Creating a Circular Economy for Recycled Polypropylene in Aotearoa New Zealand
Recycled polypropylene (rPP) is a highly sought-after material. Local and global demand continues to grow, outstripping supply. Aotearoa New Zealand has the opportunity to create a circular rPP economy worth between $10.4m to $17m annually which will also come with environmental benefits including a reduced carbon footprint.
In March 2021, as part of its Advancing the New Plastics Economy in Aotearoa Programme, Plastics NZ initiated a cross-industry working group. This group of stakeholders, including product and packaging manufacturers, retailers, Councils, recycling collection contractors, reprocessing operators plus other resource recovery experts, is committed to making this circular economy a reality.
A quick introduction to Polypropylene (PP), recycled PP (rPP) and post-consumer recycled PP (pcrPP):
Polypropylene (PP) is a versatile packaging material. It is lightweight, chemical resistant (avoiding leaching, taste or odour issues), able to handle wide temperature variations, and has a high impact strength.

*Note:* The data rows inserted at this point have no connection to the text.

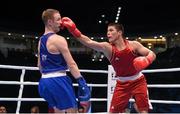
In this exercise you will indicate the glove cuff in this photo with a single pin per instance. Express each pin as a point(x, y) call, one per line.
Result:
point(76, 33)
point(81, 81)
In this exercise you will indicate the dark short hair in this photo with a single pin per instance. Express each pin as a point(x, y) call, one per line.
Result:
point(48, 14)
point(118, 26)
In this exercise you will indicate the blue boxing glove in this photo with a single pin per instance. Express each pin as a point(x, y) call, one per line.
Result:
point(83, 90)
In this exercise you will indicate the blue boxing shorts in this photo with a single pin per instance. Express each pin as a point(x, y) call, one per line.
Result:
point(58, 92)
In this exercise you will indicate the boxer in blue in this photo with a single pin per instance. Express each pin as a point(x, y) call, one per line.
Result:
point(54, 58)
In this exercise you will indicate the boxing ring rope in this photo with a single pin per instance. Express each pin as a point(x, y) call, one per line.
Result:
point(109, 72)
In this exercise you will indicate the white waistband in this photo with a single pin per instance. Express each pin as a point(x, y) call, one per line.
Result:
point(53, 74)
point(129, 78)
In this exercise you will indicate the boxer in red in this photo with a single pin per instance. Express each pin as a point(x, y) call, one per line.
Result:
point(128, 59)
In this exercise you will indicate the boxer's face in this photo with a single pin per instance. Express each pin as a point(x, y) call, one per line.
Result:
point(112, 33)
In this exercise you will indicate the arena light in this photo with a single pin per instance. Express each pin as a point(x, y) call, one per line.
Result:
point(118, 14)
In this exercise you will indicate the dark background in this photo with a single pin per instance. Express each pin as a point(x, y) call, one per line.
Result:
point(138, 17)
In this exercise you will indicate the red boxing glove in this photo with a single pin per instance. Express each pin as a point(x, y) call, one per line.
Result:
point(141, 63)
point(70, 25)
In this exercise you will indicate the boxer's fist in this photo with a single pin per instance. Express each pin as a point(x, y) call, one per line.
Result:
point(140, 63)
point(70, 25)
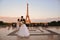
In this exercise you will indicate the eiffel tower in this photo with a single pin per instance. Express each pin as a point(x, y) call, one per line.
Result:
point(28, 21)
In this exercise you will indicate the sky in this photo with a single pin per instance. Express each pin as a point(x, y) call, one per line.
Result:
point(38, 9)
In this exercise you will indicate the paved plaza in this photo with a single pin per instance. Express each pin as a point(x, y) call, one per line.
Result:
point(35, 34)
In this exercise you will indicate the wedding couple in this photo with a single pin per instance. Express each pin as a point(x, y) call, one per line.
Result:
point(22, 28)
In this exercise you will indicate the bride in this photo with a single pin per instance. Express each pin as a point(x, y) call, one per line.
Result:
point(22, 30)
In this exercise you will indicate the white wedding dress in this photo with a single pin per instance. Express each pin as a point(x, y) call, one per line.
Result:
point(23, 31)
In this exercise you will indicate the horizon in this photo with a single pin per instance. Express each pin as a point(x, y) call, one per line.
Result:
point(38, 9)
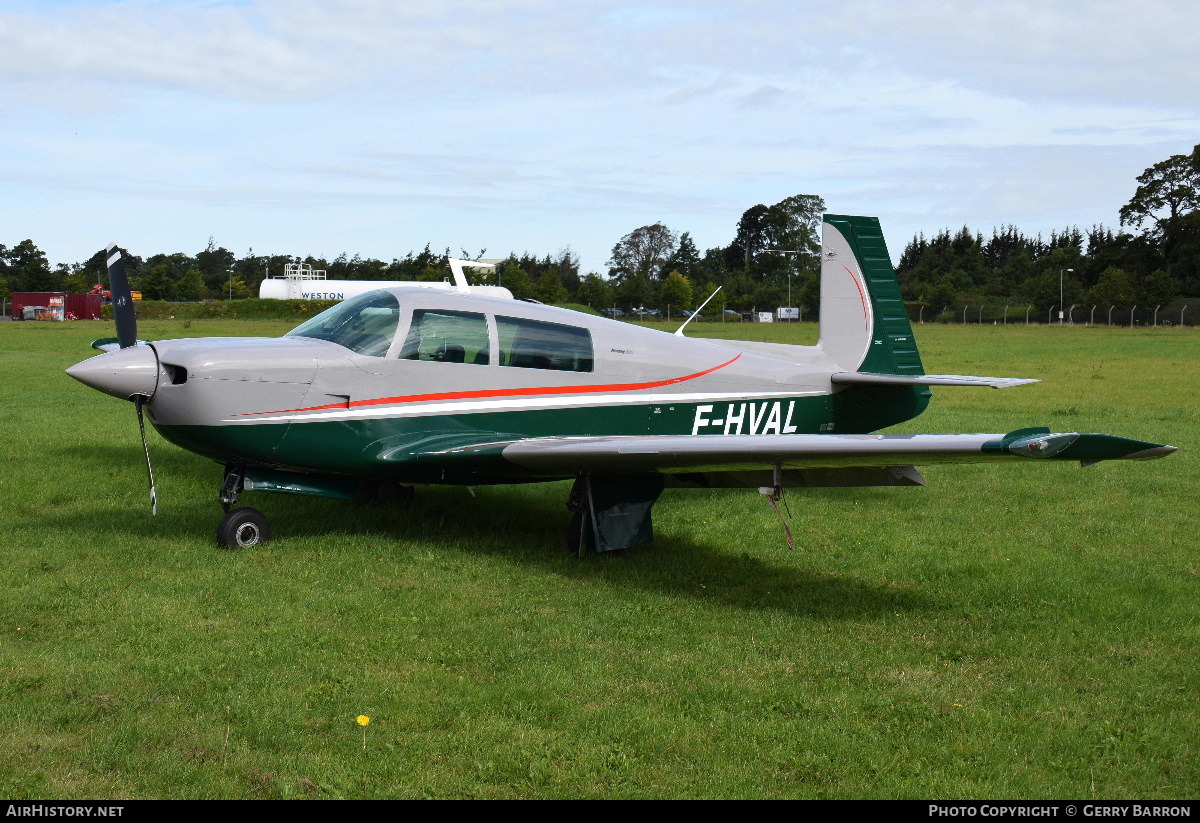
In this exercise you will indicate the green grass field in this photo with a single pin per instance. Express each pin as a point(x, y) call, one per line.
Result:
point(1009, 631)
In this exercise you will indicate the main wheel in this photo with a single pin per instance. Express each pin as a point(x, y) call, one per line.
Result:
point(243, 528)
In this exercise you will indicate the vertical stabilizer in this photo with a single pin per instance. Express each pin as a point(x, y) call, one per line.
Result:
point(864, 324)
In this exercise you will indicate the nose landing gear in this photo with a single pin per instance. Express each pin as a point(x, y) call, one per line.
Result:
point(243, 528)
point(240, 528)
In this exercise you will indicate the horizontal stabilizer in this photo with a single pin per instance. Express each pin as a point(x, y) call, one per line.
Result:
point(682, 452)
point(868, 378)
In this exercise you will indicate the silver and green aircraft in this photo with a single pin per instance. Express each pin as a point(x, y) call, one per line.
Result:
point(405, 386)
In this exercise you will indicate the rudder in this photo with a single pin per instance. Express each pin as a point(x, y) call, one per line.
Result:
point(864, 323)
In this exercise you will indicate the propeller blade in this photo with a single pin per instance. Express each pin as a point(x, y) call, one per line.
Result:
point(123, 301)
point(138, 400)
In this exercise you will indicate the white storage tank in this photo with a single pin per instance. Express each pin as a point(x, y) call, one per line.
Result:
point(301, 282)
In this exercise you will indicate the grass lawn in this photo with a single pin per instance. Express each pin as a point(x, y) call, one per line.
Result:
point(1009, 631)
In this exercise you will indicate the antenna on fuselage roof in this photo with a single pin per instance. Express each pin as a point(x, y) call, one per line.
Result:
point(460, 278)
point(679, 330)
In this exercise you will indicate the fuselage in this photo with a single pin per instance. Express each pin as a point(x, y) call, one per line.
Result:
point(427, 386)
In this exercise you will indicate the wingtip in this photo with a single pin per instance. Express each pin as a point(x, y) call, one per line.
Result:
point(1152, 452)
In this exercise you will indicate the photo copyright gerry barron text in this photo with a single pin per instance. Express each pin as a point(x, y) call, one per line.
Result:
point(1060, 810)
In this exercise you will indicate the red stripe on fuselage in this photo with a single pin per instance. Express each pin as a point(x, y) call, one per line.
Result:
point(501, 392)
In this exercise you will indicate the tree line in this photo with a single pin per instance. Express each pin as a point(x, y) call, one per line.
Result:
point(773, 259)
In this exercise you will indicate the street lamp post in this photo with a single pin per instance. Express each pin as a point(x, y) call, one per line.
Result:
point(786, 251)
point(1061, 271)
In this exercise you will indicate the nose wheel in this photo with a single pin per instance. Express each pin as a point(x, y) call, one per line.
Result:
point(240, 528)
point(243, 528)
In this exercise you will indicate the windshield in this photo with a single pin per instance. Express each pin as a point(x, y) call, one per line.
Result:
point(365, 324)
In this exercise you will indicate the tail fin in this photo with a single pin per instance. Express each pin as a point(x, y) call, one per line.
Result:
point(864, 324)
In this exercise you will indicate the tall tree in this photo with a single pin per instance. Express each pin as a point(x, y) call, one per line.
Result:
point(1173, 184)
point(215, 264)
point(642, 253)
point(30, 270)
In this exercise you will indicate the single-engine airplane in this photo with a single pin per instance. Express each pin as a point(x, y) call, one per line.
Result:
point(403, 386)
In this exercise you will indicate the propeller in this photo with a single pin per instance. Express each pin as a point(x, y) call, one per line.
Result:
point(126, 336)
point(123, 301)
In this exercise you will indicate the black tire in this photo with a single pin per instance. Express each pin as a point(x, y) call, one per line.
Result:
point(244, 528)
point(580, 540)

PP is our third most commonly recycled rigid plastic (behind things like soft drink bottles made from PET #1 plastic, and shampoo and detergent bottles made from HDPE #2 plastic). PP is used to make ice cream and margarine containers, large yogurt tubs, dip pottles, and many clear takeaway containers.
Recycled polypropylene (rPP) is increasingly being used to make a wide range of household items including plant pots, storage containers and even some recycling bins themselves! As a lower density polymer, it has a higher yield per kg of material processed, making it a cost-effective option. Consumer demand for items made from recycled plastic — because of their sustainability and environmental benefits — continues to fuel growth.
Post-consumer recycled PP (pcrPP) is made from the items that consumers recycle. This is where there is room for progress.